Folha de S. Paulo


As irmãs Valadares

Albuquerque. Guimarães. Vasconcelos. Alcântara. Sobrenomes como esses se espalhavam pelos cartazes das ruas nas quais circulávamos, dando a ilusão de que estávamos num centro histórico do Nordeste brasileiro. Mas os rostos que cruzávamos logo desfaziam essa fantasia colonial. Ali os portugueses haviam também deixado suas marcas séculos atrás, só que não estávamos na Bahia, mas em Goa, na Índia.

Antes de cada sobrenome familiar havia sempre uma palavra em inglês: "bakery" (padaria); "photo shop" (fotos e câmeras); "tailoring" (alfaiate). O português, idioma que chegou com a expansão do império de Portugal já no século 16, era corrente em Goa até os anos 60. Mas já no finalzinho do século 20, quando estive por lá (1998), para encontrar quem falasse nossa língua com fluência em meio à maioria que se comunica no (para nós) impenetrável concani, era preciso garimpar.

Talvez fosse possível trocar uma ou outra palavra com um religioso na basílica de Bom Jesus, em Goa Velha -onde hoje repousam os restos mortais de são Francisco Xavier. A presença católica ainda é forte por lá. Eu mesmo conferi um casamento cujos rituais não ficam nada a dever ao Vaticano, ao lado de um matrimônio nas mais belas (e coloridas) tradições hindus. E "ao lado" aqui, não é força de expressão: igrejas barrocas e templos indianos são sempre bons vizinhos na paisagem goense.

Em comum nos dois rituais, apenas a timidez das noivas (e possivelmente a insegurança do noivo, uma vez que boa parte dos casamentos ainda são arranjados). E a língua, claro -que não era mais a portuguesa...

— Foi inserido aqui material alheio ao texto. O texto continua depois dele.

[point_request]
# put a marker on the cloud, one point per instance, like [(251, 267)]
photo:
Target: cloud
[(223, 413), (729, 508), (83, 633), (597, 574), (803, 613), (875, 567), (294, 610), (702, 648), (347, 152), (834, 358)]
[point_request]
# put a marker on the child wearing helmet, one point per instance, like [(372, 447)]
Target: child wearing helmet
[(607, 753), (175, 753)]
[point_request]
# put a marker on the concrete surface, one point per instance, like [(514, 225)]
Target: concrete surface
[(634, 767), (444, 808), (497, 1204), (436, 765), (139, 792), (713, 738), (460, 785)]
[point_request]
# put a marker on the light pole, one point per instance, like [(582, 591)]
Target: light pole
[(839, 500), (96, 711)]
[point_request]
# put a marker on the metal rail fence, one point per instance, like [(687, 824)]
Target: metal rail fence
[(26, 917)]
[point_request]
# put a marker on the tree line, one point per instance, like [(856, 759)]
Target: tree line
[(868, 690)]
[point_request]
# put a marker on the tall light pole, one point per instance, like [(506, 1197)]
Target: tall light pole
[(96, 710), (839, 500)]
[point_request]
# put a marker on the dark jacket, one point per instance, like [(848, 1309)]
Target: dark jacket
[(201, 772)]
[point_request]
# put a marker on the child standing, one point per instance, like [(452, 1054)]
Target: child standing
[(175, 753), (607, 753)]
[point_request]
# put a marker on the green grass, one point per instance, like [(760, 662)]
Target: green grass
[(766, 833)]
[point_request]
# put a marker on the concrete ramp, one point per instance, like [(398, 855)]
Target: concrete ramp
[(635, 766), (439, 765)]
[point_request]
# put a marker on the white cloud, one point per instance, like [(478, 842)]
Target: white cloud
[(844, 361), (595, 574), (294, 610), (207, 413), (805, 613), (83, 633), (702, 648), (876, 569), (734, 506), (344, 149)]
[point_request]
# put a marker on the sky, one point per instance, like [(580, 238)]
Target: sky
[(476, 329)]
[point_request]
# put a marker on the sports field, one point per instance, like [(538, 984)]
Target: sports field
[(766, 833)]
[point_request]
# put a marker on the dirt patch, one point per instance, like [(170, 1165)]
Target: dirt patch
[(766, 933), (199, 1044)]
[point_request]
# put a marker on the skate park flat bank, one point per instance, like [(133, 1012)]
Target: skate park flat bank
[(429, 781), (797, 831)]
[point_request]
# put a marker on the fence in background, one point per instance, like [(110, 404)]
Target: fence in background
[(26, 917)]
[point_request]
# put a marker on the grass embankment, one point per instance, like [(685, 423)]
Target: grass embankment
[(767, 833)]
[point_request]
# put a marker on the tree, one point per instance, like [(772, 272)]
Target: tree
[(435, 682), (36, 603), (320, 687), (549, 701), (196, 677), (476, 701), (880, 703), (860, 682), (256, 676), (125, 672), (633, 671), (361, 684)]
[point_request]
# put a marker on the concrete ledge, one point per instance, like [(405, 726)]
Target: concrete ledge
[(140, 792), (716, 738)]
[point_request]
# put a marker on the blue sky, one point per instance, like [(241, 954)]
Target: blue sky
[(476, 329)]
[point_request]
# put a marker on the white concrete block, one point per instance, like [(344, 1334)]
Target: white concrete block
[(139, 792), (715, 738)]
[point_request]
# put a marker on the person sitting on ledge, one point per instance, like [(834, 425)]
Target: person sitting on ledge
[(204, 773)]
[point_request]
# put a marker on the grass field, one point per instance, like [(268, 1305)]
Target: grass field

Até hoje me pergunto se (e como) ela sobreviverá naquele canto do mundo. E a melhor resposta que encontro é com a música. Conheci artistas por lá que levavam nosso idioma adiante com canções -e, além de raras composições originais, elas eram invariavelmente brasileiras.

De todos esses intérpretes, sem dúvida as que mais me seduziram foram as irmãs Valadares. Naturais de Goa, e donas de uma harmonia impecável, elas tinham então sucesso moderado no minúsculo circuito cultural indo-português. O Brasil, para elas, era um destino apenas musical, de onde colhiam músicas que se encaixavam nas suas vozes afinadas.

Era um fim de tarde quando começaram a tocar para nós. E foi já com o sol se pondo -no mar marrom- que elas entoaram a canção favorita das três irmãs: "Copacabana", de Braguinha e Alberto Ribeiro. Tudo em volta colaborava para fazer deste um momento memorável da viagem que eu fazia pelos lugares onde se falava a língua portuguesa.

E quando eu perguntei por que essa era a música preferida delas, a resposta veio fácil: porque "Copacabana" tem a palavra que elas consideravam a mais linda na nossa língua. Saudade...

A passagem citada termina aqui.